The former Obama advisers included David Petraeus, Dennis B. Ross, Robert Einhort, Gary Samore, James Cartwright, and Norman Eisen.
In response, White House spokesperson Josh Earnest insisted that the five principles outlined by Obama’s former advisers were “broadly consistent with the kinds of principles that the President himself has established.” Yet the final Iran deal falls short on each of those five.
1. Monitoring and verification. The former Obama advisers said that “Iran must not be able to deny or delay timely access to any site anywhere in the country that the inspectors need to visit in order to carry out their responsibilities,” including military sites. However, the Iran deal allows Iran to delay inspections through a complex arbitration process, and allows extremely limited access to military sites.
2. Possible military dimensions. The Iran deal, the former advisers said, should include information about “Iran’s past and any ongoing nuclear weaponization activities…before any significant sanctions relief.” However, Iran is now only expected to offer vague information.

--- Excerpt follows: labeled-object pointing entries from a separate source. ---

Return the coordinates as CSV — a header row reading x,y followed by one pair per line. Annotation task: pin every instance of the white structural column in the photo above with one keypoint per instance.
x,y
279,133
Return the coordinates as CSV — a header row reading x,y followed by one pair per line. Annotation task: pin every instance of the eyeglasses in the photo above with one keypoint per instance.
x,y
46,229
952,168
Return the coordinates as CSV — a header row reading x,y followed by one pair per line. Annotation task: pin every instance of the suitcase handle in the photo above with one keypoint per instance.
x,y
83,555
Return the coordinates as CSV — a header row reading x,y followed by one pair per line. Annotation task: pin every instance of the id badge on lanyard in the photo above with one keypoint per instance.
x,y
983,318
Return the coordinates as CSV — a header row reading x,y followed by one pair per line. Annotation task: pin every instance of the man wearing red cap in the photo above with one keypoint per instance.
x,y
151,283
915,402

3. Advanced centrifuges. The advisers said: “The agreement must establish strict limits on advanced centrifuge R&D, testing, and deployment in the first ten years, and preclude the rapid technical upgrade and expansion of Iran’s enrichment capacity after the initial ten-year period.” The deal, however, allows Iran to continue research on advanced centrifuges that could enrich uranium at the deal’s expiration.
4. Sanctions relief. The final Iran deal will see UN Security Council sanctions lifted immediately, and will later lift embargoes on arms and ballistic missiles. That violates what Obama’s former advisers suggested: “Relief must be based on Iran’s performance of its obligations. Suspension or lifting of the most significant sanctions must not occur until the IAEA confirms that Iran has taken the key steps required to come into compliance with the agreement. Non-nuclear sanctions…must remain in effect and be vigorously enforced.”
5. Consequences of violations. Obama’s former advisers insisted: “The agreement must include a timely and effective mechanism to re-impose sanctions automatically if Iran is found to be in violation of the agreement.” They added that the consequences of violations must be made clear. The final Iran deal achieves none of that, beyond vague assurances of “snap-back” mechanisms that simply do not exist.
The Iran deal fails each of Obama’s purported principles for an agreement, and Earnest’s reassurance turns out to have been a complete lie.